Jamie Malanowski

WHY DO WE THINK CORPORTIONS ARE PEOPLE?

Two sentences have resulted in more damage to American democracy than any other. The sentences are simple, but have had profound effects. Both sentences are false on their face, and yet both have been decreed true by the Supreme Court, and are therefore the law of the land.

One sentence is that a corporation is a person. The other is that money is speech.

The corporation was invented as a legal entity in the 19th century. The original corporations were government-chartered institution meant to effect specific public functions, such as building a bridge. In 1886, Morrison R. Waite, the Chief Justice of the Supreme Court, wrote an opinion that held that under the Fourteenth Amendment, corporations were “persons” having the same rights as human being. We have been living with Waite’s ruling ever since, and even strict constructionists as John Roberts and Antonin Scalia blythly agree without any doubt that this is the case. But it sure seems like a leap to me.

Mitt Romney attracted considerable attention this past week when, while attending the Iowa State Fair, he articulated this fundamental legal building block. Romney explained that one way to fulfill promises on entitlement programs is to “raise taxes on people,” but before he could articulate his position on not raising taxes, a protester in the crowd shouted “Corporations!”, apparently urging Romney to raise taxes on corporations.

“Corporations are people, my friend,” Romney said, provoking some in the crowd to shout “No, they’re not!”

“Of course they are,” Romney said. “Everything corporations earn ultimately goes to people. Where do you think it goes?” Romney seemed shocked that so many people didn’t understand this important legal finding. And it certainly seemed odd to see many pundits believing that this was a kind of gaffe on his part, to repeat this fundamental principle that so fw people understand or acknowledge.

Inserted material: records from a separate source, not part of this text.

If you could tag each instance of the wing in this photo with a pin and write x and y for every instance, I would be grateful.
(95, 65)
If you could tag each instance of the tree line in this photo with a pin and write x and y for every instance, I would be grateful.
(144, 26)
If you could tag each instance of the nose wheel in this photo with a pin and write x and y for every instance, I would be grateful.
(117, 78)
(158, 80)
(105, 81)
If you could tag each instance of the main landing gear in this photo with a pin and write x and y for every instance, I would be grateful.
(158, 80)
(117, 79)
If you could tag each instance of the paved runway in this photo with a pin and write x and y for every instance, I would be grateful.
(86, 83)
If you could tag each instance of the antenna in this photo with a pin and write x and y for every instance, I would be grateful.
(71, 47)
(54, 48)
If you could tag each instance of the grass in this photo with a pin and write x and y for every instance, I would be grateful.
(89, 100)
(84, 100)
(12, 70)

Of course, many corporations are not simple people, in any individual rights, We the People, of the people, by the people, for the people sense. Many corporations are super machines for raising and spending money, with vast powers and privileges that dwarf that of most individuals. And most people understand in an obvious, plain as the nose on your face way, that corporations are not people. Governments are not people. Churches are not people. Why the hell are corporations people?

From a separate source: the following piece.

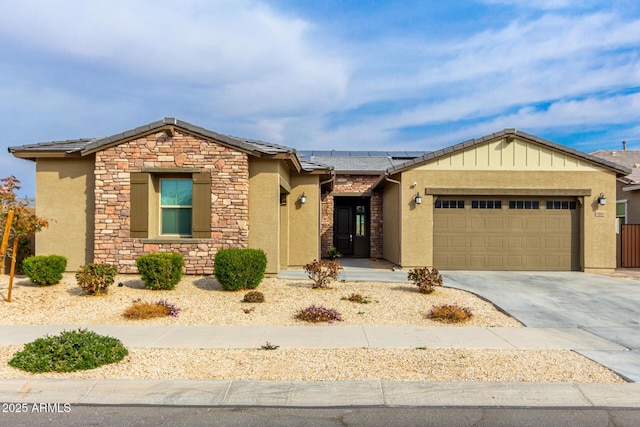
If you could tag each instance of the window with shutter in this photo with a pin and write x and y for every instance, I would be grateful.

The bizarreness of our willingness to inhabit this legal fiction was made brilliantly clear a few years ago by The Corporation, a documentary written by Joel Bakan, and directed by Mark Achbar and Jennifer Abbott, and/or the companion book subsequently written by Bakan. The Corporation makes the point that corporations are legally required to always act in ways that maximize profits for shareholders, which means that if a corporation is a person, it is a clinical psychopath or sociopath, characterized by extreme self-interest, antisocial tendencies, a lack of empathy, a refusal to accept responsibility for antisocial actions, and an inability to feel remorse. And this behavior is tolerated to an insane degree; corporations routinely break the law, and suffer only fines for their misbehavior, no criminal sanctions. Moreover, any other kind of behavior is criticized. The great capitalist idealogue Milton Friedman called social responsibility programs “hypocritical window-dressing” in an article he wrote for The New York Times Magazine in 1970 titled “The Social Responsibility of Business Is to Increase Its Profits.” Kind of says it all.

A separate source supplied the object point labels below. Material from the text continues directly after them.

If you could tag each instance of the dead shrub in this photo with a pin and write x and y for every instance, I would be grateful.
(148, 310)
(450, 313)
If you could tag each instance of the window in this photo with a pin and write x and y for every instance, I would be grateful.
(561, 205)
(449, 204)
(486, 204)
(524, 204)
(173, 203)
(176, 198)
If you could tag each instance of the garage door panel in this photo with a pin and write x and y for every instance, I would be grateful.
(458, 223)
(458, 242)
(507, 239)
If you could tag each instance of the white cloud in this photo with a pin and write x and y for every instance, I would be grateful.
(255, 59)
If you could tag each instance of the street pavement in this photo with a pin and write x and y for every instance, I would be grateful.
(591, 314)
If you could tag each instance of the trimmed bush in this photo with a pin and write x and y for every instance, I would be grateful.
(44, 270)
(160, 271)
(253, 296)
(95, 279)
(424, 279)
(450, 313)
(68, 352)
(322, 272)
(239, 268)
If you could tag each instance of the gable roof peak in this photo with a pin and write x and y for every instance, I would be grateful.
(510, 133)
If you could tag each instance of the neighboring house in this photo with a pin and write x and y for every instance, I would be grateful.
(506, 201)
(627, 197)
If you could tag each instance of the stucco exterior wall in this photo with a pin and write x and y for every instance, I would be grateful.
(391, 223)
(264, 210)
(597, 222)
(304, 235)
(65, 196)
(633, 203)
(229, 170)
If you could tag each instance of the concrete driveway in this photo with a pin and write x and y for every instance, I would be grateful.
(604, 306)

The sharpest blow against corporate power would be a constitutional amendment stating unequivocally that corporations are not people and do not have the right to buy elections. Rep. Donna Edwards of Maryland introduced such an amendment last year. “Justice Brandeis got it right,” she said. ” ‘We can have democracy in this country, or we can have great wealth concentrated in the hands of a few, but we can’t have both.’ ”

I would just like to see a simple show of hands. How many people agree with Mitt Romney that corporations are people? All the clever guys, like Romney and Roberts and Scalia and other law schools grads would one answer. The rest of us would get another.